As I’m getting older, I’m delving deeper into my psyche and dealing with some harsh truths. I know that I always choose the wrong men, and now I’m beginning to understand why. The sad truth is that I’m terrified of true intimacy so I find men who can’t actually give it to me.
- It’s easy because I don’t have to go deep. I don’t have to worry about baring my heart and soul to someone if he can’t go there with me anyway. It takes a lot of the pressure off the relationship and allows me to keep things light and simple. I’m better at interacting with men when there are no stakes involved.
- No matter what, there’s a barrier of safety there. I know that I am emotionally fragile. While I work on strengthening myself in that area, I can’t deal with the possibility of a soul-smashing heartbreak. I put myself in situations where I know that I can’t have certain guys so that I always feel safe.
- I can have the benefits of male friendship without getting hurt. It’s really nice to have good relationships with men in my life that don’t revolve around sex and dating. I’ve found they tend to be much healthier, sadly enough. Until I can learn how to date in a healthy way, I’ll stick to this.
- I always know what to expect. There are no unpleasant surprises when I put my emotional walls up against men. I don’t worry that they’ll take advantage of my vulnerability. I know this isn’t the most mature way to behave, but it’s the only way I can function right now.
- Love is messy, scary, and inconvenient. I hate that I’ve never had a love that felt worth the pain that followed its demise. I love the initial feeling of being in love, but I don’t love the reality that accompanies it. Relationships are a lot of work and I can’t afford the emotional energy.
- It’s easier to wonder what could be than deal with the reality. I’m realizing this all over again because a male friend that I’ve always had a flirtatious relationship with is newly single. I used to think it would be great if we could date, but now that it’s a very real possibility, all I can do is look for every reason I can find not to go there.
- I’m more scared of love than excited by it. When I was younger and less aware of my issues, I always embraced love with open arms. I think they were a bit too open, and I let myself get hurt very badly a few times. I don’t have a functional way of dealing with heartbreak and I don’t want to let anyone in anymore.
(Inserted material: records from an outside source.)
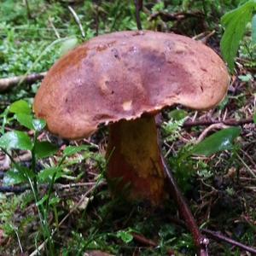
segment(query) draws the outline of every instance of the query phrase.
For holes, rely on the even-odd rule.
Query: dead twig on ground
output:
[[[236,247],[239,247],[247,252],[249,252],[249,253],[253,253],[253,255],[256,255],[256,249],[247,247],[247,246],[246,246],[239,241],[236,241],[231,238],[226,237],[226,236],[223,236],[222,234],[220,234],[219,232],[212,231],[212,230],[206,230],[206,229],[202,229],[201,230],[204,234],[207,235],[209,237],[211,237],[216,241],[225,241],[225,242],[230,243]]]
[[[185,13],[185,12],[179,12],[175,14],[170,14],[163,11],[159,11],[154,13],[149,17],[149,21],[157,19],[160,17],[163,21],[175,21],[175,20],[182,20],[188,18],[199,18],[202,19],[204,15],[201,12],[195,12],[195,13]]]
[[[153,247],[158,247],[158,244],[155,241],[154,241],[151,239],[146,238],[144,236],[143,236],[141,234],[132,232],[131,235],[132,235],[134,240],[136,240],[137,241],[138,241],[138,242],[140,242],[143,245]],[[167,253],[170,256],[172,256],[172,255],[174,256],[175,255],[175,252],[172,249],[169,249],[167,251]]]
[[[140,17],[140,11],[143,9],[143,0],[134,0],[134,4],[136,7],[136,22],[138,30],[142,30],[142,20]]]
[[[202,119],[202,120],[194,120],[194,121],[187,120],[183,125],[183,127],[190,128],[193,126],[207,126],[212,124],[223,124],[230,126],[239,126],[239,125],[253,124],[253,118],[248,118],[248,119],[244,119],[240,120],[236,120],[236,119],[225,119],[225,120]]]
[[[168,219],[171,220],[172,222],[180,225],[180,226],[186,227],[185,223],[181,219],[176,218],[170,218],[170,217],[168,217]],[[225,241],[225,242],[230,243],[230,244],[231,244],[235,247],[237,247],[241,249],[243,249],[247,252],[249,252],[249,253],[253,253],[253,255],[254,254],[256,255],[256,249],[255,248],[248,247],[247,245],[244,245],[243,243],[241,243],[241,242],[239,242],[237,241],[235,241],[231,238],[229,238],[229,237],[222,235],[218,231],[212,231],[212,230],[210,230],[208,229],[201,229],[201,232],[207,235],[207,236],[209,236],[209,237],[211,237],[212,239],[213,239],[217,241]]]
[[[197,138],[196,140],[196,144],[201,143],[207,136],[207,134],[212,131],[212,130],[215,130],[215,129],[218,129],[218,130],[221,130],[221,129],[225,129],[225,128],[228,128],[230,126],[228,125],[225,125],[222,123],[218,123],[218,124],[212,124],[210,126],[208,126],[207,128],[206,128],[202,132],[201,134],[200,135],[200,137]]]
[[[164,165],[165,172],[169,181],[171,195],[177,204],[178,212],[181,217],[184,219],[188,230],[192,234],[194,242],[197,247],[197,253],[200,256],[207,256],[208,255],[207,246],[209,240],[201,235],[192,212],[173,177],[172,171],[168,169],[163,159],[162,162]]]
[[[61,184],[55,183],[54,185],[55,190],[64,190],[64,189],[71,189],[78,187],[85,187],[85,186],[92,186],[96,183],[71,183],[71,184]],[[40,184],[39,189],[47,189],[49,188],[48,184]],[[30,190],[32,188],[29,185],[23,186],[0,186],[0,193],[15,193],[20,194],[26,190]]]
[[[20,83],[33,84],[41,80],[46,75],[46,72],[39,73],[32,73],[26,76],[17,76],[13,78],[0,79],[0,92],[5,91],[12,87],[20,84]]]

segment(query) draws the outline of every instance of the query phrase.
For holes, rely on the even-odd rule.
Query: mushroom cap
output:
[[[36,95],[34,111],[62,137],[89,137],[100,124],[182,104],[207,109],[229,84],[220,57],[174,33],[120,32],[94,38],[61,58]]]

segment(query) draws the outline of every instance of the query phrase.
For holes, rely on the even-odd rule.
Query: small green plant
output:
[[[48,251],[54,255],[52,230],[48,222],[48,216],[52,210],[57,219],[57,212],[55,206],[58,203],[58,197],[54,195],[54,184],[57,179],[64,174],[63,164],[67,157],[73,155],[80,151],[88,151],[89,146],[68,146],[63,150],[63,154],[55,164],[44,167],[43,170],[37,169],[38,163],[44,158],[53,156],[58,148],[47,141],[39,141],[38,136],[45,126],[42,119],[35,119],[31,107],[24,100],[14,102],[1,114],[3,119],[0,137],[0,149],[9,157],[12,161],[12,168],[7,172],[4,177],[5,184],[27,183],[32,191],[33,200],[36,203],[38,214],[41,225],[41,232],[44,241],[47,241]],[[32,132],[30,137],[26,131],[11,131],[5,132],[5,127],[10,122],[17,121],[22,127],[27,128]],[[24,129],[23,129],[24,130]],[[13,150],[28,150],[32,154],[31,166],[25,166],[17,163],[12,156]],[[44,195],[39,193],[39,185],[47,184],[48,191]],[[3,217],[3,216],[2,216]],[[9,218],[6,218],[9,219]],[[14,227],[10,223],[3,220],[5,227],[10,230]],[[8,229],[7,229],[8,230]],[[15,229],[11,229],[15,231]],[[15,232],[18,234],[17,232]],[[40,236],[38,236],[40,238]]]
[[[225,27],[225,32],[220,42],[221,51],[224,58],[228,62],[229,67],[233,71],[234,59],[236,55],[240,41],[246,32],[246,26],[252,21],[252,38],[253,47],[256,44],[256,17],[253,13],[256,10],[256,1],[242,1],[244,3],[237,9],[225,14],[221,23]],[[255,47],[254,47],[255,49]]]

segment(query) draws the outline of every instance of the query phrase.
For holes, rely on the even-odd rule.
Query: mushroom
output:
[[[54,134],[88,137],[109,126],[107,177],[114,193],[160,204],[166,174],[155,115],[176,104],[209,109],[225,96],[228,72],[210,48],[149,31],[99,36],[70,51],[44,78],[34,111]]]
- I don’t trust myself to pick the right men. And with good reason. I’ve done a terrible job of choosing in the past. I’ve been single for a long time now and since I don’t feel like I’m getting any closer to making the right choices, I don’t make any at all. I am constantly doubting my own instincts.
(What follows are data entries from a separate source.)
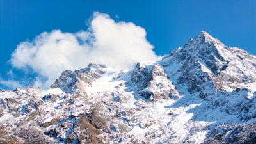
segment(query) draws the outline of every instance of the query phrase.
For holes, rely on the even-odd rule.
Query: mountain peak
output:
[[[213,38],[212,36],[210,35],[210,34],[204,31],[201,31],[199,38],[203,38],[205,42],[212,42],[216,40],[216,39]]]

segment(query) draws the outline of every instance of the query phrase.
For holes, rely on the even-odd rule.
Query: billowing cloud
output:
[[[4,85],[12,90],[16,88],[22,88],[24,86],[21,85],[19,81],[16,81],[14,80],[3,80],[0,78],[0,84]]]
[[[10,62],[15,68],[32,69],[39,76],[35,86],[47,88],[63,70],[82,68],[90,63],[131,68],[138,61],[156,61],[153,47],[143,28],[116,22],[108,15],[95,12],[87,31],[44,32],[17,45]]]

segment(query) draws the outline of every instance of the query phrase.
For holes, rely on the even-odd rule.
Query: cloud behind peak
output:
[[[18,45],[10,63],[15,68],[31,69],[38,76],[35,86],[48,88],[63,70],[90,63],[131,68],[138,61],[158,60],[146,34],[134,23],[115,22],[107,14],[94,12],[87,31],[43,32]]]

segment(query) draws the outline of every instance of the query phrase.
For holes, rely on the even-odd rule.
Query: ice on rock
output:
[[[0,91],[0,143],[252,143],[255,72],[255,56],[202,31],[132,70],[90,64],[47,90]]]

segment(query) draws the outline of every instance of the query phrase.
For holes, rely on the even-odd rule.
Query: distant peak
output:
[[[204,38],[205,42],[214,40],[215,38],[210,35],[207,32],[202,31],[199,35],[199,38]]]

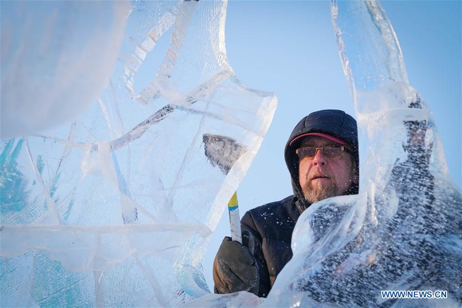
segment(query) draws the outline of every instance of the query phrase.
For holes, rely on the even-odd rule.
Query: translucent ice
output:
[[[360,194],[303,213],[294,257],[265,304],[457,306],[462,198],[431,111],[409,84],[380,3],[334,2],[331,9],[360,129]],[[381,290],[446,290],[448,298],[387,300]]]
[[[127,2],[2,1],[2,139],[73,119],[104,88]]]
[[[71,123],[2,140],[2,306],[177,306],[209,292],[208,235],[277,104],[228,63],[226,6],[133,3],[99,98]],[[164,55],[159,67],[151,52]],[[226,172],[206,156],[210,135],[239,145]]]

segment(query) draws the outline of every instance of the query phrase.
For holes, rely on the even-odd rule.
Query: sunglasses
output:
[[[322,155],[326,157],[333,157],[334,156],[338,156],[342,152],[346,152],[347,153],[351,153],[351,151],[345,148],[344,146],[336,146],[334,145],[330,145],[329,146],[324,146],[322,148],[315,148],[309,146],[300,148],[297,149],[295,152],[298,155],[298,157],[302,159],[307,157],[309,158],[314,158],[318,150],[321,150],[322,151]]]

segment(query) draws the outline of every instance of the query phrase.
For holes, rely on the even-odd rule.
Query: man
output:
[[[225,237],[214,262],[216,293],[246,291],[266,297],[292,257],[292,232],[313,203],[358,193],[356,121],[324,110],[302,119],[285,146],[294,195],[252,209],[241,220],[243,244]]]

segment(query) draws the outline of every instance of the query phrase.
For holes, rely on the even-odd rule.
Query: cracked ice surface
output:
[[[409,84],[380,3],[334,2],[331,9],[358,120],[360,191],[303,213],[294,257],[265,304],[458,306],[462,198],[431,111]],[[386,300],[381,290],[446,290],[448,298]]]
[[[462,197],[449,176],[431,111],[409,85],[380,3],[331,4],[358,120],[360,194],[316,202],[303,212],[292,259],[267,298],[253,303],[459,307]],[[381,290],[445,290],[448,298],[386,300]],[[187,305],[238,306],[254,296],[207,295]]]
[[[277,104],[235,75],[225,17],[224,2],[132,3],[99,99],[71,124],[2,141],[2,306],[175,306],[209,293],[208,236]],[[154,51],[163,61],[137,91]],[[239,145],[226,172],[206,134]]]

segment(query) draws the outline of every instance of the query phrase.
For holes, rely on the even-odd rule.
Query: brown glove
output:
[[[247,291],[258,295],[258,267],[254,257],[254,237],[242,232],[242,244],[225,237],[214,261],[215,293]]]

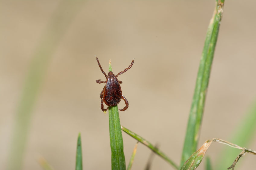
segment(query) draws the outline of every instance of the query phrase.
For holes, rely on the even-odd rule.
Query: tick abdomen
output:
[[[122,99],[121,86],[117,78],[112,72],[109,73],[104,94],[104,102],[109,106],[117,105]]]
- If someone treats me right, I won’t even know what to do. I’m so used to involving myself with guys who can’t give me what I need emotionally. I don’t think I’d be able to take real love if someone gave it to me—I’d be so caught off guard! I’d have to train myself to accept that love.
- All my old patterns are wrong but I don’t know how to change. I’m aware that something needs to be very different. The problem is I don’t know what to do about it. I’m always drawn to the very men I shouldn’t be with if I want something functional. How can I change who I find attractive?
- The longer I’m single, the tougher it is to open my heart. I know I have to get back in the game if I want to play. I don’t want to deal with the mess that comes along with it, though. I have so much going on in my life that’s good, so why screw it up? It’s easier to maintain my boundaries.
- I don’t really believe I’ll ever have a healthy relationship. I try to have faith in myself and trust that eventually I’ll figure it out. If I’m completely honest though, I’m riddled with doubt about my ability to change. It sucks to feel this way, so I keep my heart closed off to real love.
- I’m so closed off emotionally that it’s easier to feel sad over what I can’t have than risk my heart on someone I can. Ah, there it is. The whole truth and nothing but the truth. I can handle a constant quiet heartache over a man who will never be mine. I can’t handle losing someone who I actually allowed in.